In an interview with ABC News’ Linsey Davis — part of which aired Monday on “Good Morning America” — the former special prosecutor in the corruption and racketeering case against former President Donald Trump and others defended his romantic relationship with Willis, which led to his resignation from the high-profile election interference case.
“Workplace romances are as American as apple pie,” Wade told Davis. “It happens to everyone. But it happened to the two of us.”
When pressed on whether he regretted it, the former special counsel responded, “I regret that that private matter became the focal point of this very important prosecution.”

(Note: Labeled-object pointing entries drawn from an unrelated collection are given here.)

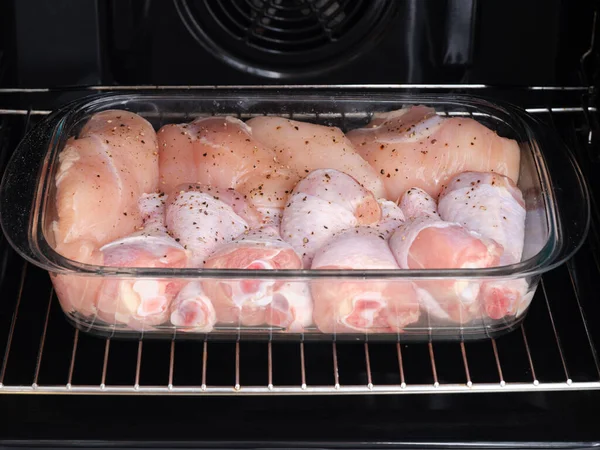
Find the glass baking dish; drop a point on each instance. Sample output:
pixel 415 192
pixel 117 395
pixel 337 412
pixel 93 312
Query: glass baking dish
pixel 556 198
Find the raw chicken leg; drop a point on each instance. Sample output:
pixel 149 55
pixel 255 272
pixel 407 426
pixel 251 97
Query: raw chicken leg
pixel 192 310
pixel 325 202
pixel 257 301
pixel 101 175
pixel 414 147
pixel 427 242
pixel 305 147
pixel 221 152
pixel 201 223
pixel 142 302
pixel 493 206
pixel 369 306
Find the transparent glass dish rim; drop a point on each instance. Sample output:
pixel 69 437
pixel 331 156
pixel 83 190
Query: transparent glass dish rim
pixel 42 254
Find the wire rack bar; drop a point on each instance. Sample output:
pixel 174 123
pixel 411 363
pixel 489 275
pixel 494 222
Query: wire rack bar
pixel 317 368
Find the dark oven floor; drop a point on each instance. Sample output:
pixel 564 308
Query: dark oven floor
pixel 538 383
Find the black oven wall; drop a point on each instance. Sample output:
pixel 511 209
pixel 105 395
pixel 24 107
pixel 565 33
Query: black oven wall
pixel 195 42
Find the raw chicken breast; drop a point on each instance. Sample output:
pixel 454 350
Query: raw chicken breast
pixel 425 241
pixel 192 310
pixel 325 202
pixel 493 206
pixel 142 302
pixel 78 293
pixel 369 306
pixel 414 147
pixel 269 193
pixel 201 223
pixel 221 152
pixel 101 175
pixel 305 147
pixel 257 301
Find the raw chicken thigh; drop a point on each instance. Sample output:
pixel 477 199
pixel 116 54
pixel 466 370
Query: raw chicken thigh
pixel 100 178
pixel 490 204
pixel 369 306
pixel 221 152
pixel 144 301
pixel 493 206
pixel 270 194
pixel 305 147
pixel 425 241
pixel 258 301
pixel 200 222
pixel 414 147
pixel 325 202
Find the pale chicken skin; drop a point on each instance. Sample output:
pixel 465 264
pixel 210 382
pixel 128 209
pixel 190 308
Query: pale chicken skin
pixel 222 152
pixel 101 175
pixel 425 241
pixel 258 301
pixel 142 302
pixel 415 147
pixel 368 306
pixel 305 147
pixel 76 293
pixel 493 206
pixel 201 223
pixel 325 202
pixel 192 310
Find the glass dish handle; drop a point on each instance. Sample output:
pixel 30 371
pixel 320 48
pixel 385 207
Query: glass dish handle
pixel 20 183
pixel 570 192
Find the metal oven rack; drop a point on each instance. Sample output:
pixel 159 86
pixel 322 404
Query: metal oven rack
pixel 554 349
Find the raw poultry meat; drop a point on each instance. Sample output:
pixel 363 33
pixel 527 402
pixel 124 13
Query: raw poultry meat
pixel 222 152
pixel 278 194
pixel 490 204
pixel 305 147
pixel 325 202
pixel 270 193
pixel 192 310
pixel 415 147
pixel 392 217
pixel 381 306
pixel 493 206
pixel 201 223
pixel 258 301
pixel 142 302
pixel 425 241
pixel 101 175
pixel 76 293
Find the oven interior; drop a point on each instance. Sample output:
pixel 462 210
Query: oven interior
pixel 535 385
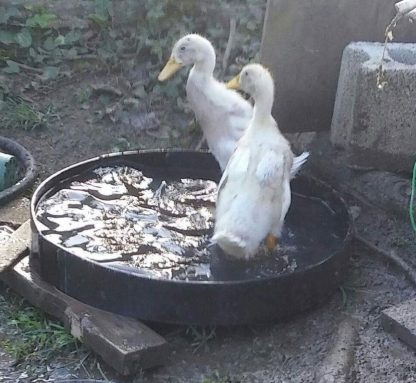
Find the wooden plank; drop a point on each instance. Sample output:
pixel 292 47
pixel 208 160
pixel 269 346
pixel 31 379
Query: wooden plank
pixel 125 344
pixel 12 250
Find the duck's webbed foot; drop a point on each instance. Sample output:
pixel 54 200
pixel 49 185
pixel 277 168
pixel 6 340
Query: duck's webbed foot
pixel 271 242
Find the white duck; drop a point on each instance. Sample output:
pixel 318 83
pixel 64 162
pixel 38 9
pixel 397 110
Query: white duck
pixel 222 113
pixel 254 191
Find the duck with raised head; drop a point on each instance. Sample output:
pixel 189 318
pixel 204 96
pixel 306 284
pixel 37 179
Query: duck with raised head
pixel 222 113
pixel 254 191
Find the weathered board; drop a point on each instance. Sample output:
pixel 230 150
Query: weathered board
pixel 124 343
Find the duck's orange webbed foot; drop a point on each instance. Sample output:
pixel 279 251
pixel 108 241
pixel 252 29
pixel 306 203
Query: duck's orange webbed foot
pixel 271 242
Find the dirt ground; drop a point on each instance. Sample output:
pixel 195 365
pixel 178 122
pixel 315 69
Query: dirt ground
pixel 288 352
pixel 284 352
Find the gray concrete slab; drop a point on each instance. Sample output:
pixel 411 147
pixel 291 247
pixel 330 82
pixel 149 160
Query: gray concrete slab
pixel 302 44
pixel 376 126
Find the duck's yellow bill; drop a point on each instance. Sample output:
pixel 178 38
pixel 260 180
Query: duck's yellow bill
pixel 234 83
pixel 171 67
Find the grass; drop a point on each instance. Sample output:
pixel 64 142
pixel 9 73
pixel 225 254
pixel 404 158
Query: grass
pixel 34 337
pixel 200 336
pixel 16 112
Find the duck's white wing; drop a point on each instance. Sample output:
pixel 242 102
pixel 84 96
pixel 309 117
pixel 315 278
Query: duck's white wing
pixel 271 168
pixel 236 169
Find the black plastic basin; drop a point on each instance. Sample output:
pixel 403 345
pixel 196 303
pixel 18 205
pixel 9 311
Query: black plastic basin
pixel 226 301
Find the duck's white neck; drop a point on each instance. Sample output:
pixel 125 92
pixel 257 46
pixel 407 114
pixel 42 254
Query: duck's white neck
pixel 263 103
pixel 205 65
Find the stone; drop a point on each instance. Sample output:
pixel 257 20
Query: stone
pixel 15 212
pixel 335 368
pixel 401 321
pixel 376 125
pixel 125 344
pixel 15 246
pixel 302 45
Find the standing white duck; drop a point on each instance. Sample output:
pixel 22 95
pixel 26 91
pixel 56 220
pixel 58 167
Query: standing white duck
pixel 254 191
pixel 222 113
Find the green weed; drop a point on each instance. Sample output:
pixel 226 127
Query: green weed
pixel 34 335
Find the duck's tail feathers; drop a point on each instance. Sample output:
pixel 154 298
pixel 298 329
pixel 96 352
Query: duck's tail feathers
pixel 297 163
pixel 230 243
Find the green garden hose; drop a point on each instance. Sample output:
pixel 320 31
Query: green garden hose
pixel 9 168
pixel 412 198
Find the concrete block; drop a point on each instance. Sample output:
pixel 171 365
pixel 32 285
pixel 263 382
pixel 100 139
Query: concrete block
pixel 401 321
pixel 302 45
pixel 376 126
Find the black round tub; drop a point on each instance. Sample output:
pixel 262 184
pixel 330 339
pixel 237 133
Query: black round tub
pixel 225 300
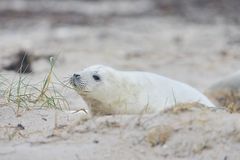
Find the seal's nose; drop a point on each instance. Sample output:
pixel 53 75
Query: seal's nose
pixel 76 76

“This is a very important case,” he said. “I hate that my personal life has begun to overshadow the true issues in the case.”

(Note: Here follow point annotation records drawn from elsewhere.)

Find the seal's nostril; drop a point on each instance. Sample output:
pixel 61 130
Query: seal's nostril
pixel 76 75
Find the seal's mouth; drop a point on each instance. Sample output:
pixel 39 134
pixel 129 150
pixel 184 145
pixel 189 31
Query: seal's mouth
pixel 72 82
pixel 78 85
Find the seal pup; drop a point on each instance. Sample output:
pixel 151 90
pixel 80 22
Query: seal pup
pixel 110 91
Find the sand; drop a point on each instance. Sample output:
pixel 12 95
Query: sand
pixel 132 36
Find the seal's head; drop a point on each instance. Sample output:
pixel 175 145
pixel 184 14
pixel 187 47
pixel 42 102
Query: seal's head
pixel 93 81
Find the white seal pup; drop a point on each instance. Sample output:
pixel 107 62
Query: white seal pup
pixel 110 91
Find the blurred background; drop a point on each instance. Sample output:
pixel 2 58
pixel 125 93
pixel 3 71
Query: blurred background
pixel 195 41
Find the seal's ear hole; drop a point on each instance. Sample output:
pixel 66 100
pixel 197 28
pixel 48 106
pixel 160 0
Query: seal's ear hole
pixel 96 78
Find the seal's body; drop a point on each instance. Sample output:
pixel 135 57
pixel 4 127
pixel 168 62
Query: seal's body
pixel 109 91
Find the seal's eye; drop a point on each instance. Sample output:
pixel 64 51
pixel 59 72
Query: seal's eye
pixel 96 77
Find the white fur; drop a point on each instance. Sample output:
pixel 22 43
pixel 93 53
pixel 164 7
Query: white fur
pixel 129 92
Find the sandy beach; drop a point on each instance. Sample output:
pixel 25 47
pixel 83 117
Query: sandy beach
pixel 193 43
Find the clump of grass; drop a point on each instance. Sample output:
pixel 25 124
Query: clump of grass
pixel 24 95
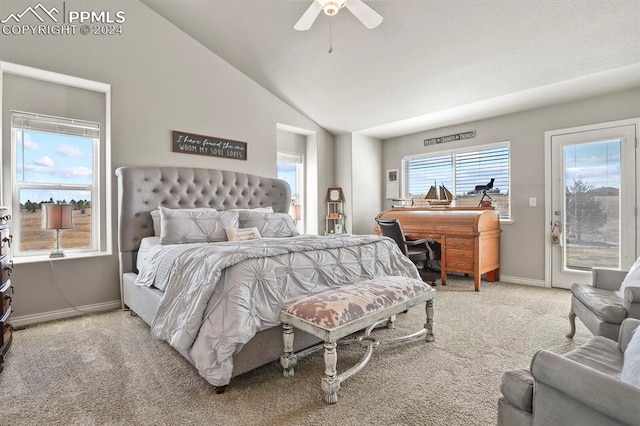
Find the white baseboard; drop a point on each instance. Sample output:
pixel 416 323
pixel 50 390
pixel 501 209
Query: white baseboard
pixel 24 320
pixel 524 281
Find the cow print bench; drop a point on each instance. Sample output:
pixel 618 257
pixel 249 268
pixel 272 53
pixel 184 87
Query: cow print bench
pixel 339 312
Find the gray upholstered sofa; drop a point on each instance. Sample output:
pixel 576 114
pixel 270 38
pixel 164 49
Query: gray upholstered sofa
pixel 581 387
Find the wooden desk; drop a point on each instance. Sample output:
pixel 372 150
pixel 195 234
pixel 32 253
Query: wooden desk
pixel 469 238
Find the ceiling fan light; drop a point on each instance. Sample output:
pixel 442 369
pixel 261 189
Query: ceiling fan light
pixel 331 7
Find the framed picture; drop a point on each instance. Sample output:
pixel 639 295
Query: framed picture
pixel 334 195
pixel 393 184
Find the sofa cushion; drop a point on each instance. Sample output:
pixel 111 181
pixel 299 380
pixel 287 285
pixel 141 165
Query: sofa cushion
pixel 632 279
pixel 601 354
pixel 517 387
pixel 631 367
pixel 605 304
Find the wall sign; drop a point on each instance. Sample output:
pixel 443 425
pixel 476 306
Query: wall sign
pixel 450 138
pixel 189 143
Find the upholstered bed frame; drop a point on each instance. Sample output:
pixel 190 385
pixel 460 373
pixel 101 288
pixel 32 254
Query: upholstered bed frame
pixel 143 189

Davis pointed to a Feb. 16 piece by Washington Post columnist Monica Hesse, who wrote, “What were they thinking? How could two seasoned attorneys, embroiled in the prosecution of a former president, start a romance and not see this trouble coming a mile away?”
“And so, what were you thinking in that moment?” the interviewer asked Wade.
“Again, you don’t plan to develop feelings,” he responded. “You don’t plan to fall in love. You don’t plan to have some relationship in the workplace. You don’t set out to do that. … Those things develop organically. They develop over time.
“And the minute we had that sobering moment, we discontinued it.”
Leave aside the fact that calling a workplace affair — Wade was married at the time — “as American as apple pie” is like calling the anti-Israel encampments on college campuses “as kosher as matzo ball soup,” the details uncovered during the trial were very different from his assertions.
This was not, as Willis and Wade attempted to convince the judge, a “workplace romance” that occurred after the two started working together on the Trump case.
Witness Robin Yeartie, a friend and former co-worker of Willis, testified that the affair preceded the case against the former president, according to PBS.
Additionally, as reported by Forbes, an affidavit filed by a private investigator hired by Trump’s legal team said Wade’s phone records showed him visiting the area near Willis’ Atlanta condo at least 35 times between January and November 2021, months before he was hired to work on the Trump case.
The affidavit, citing AT&T cell tower data, further said Wade and Willis exchanged nearly 12,000 text messages and had more than 2,000 phone calls during the 11 months before his late-2021 hiring, long before the 2022 date they claimed their relationship began.
While workplace romances, especially when either of the parties is married, are not what anyone wants to associate with America, the relationship between Willis and Wade was not even the reason for the complaint against them.
It said they had a personal motivation for the case because it financially benefited Wade and, by extension, Willis, who had hired him.
According to the filing by the attorney for Mike Roman, one of Trump’s co-defendants, Wade received legal fees ranging from $653,000 to potentially as much as $1 million for his work on the high-profile prosecution, the U.K.’s Guardian reported in January.
The motion further alleged that Wade used a portion of these funds to finance trips he took with Willis to luxurious destinations such as California’s Napa Valley and the Caribbean, the report said.
Despite Willis’ claims that she “paid her own way,” neither she nor Wade was able to produce a single receipt or bank statement to prove it.
Rather than taking accountability for his ethical failings, Wade is shamefully trying to pander for empathy and relatability by portraying workplace affairs as just another casual part of American culture and workplace dynamics that “happens to everyone.”
It is an insult to the countless American families who work hard to preserve their marriages and keep their commitments, even when faced with temptation or tough times.
But even beyond that, Wade’s defense skirts the real issue, which is the timing and motivation of the Trump case.
What most Americans gleaned from the prosecution was that what Wade and Willis did was no different from what certain ambulance chasers do — concocting a high-profile case against a wealthy target in order to get paid huge legal fees, and using that money to bankroll luxurious romantic trysts and a jet-setting lifestyle.
Only, this time, the cash cow being milked on a high-profile case was the American taxpayer.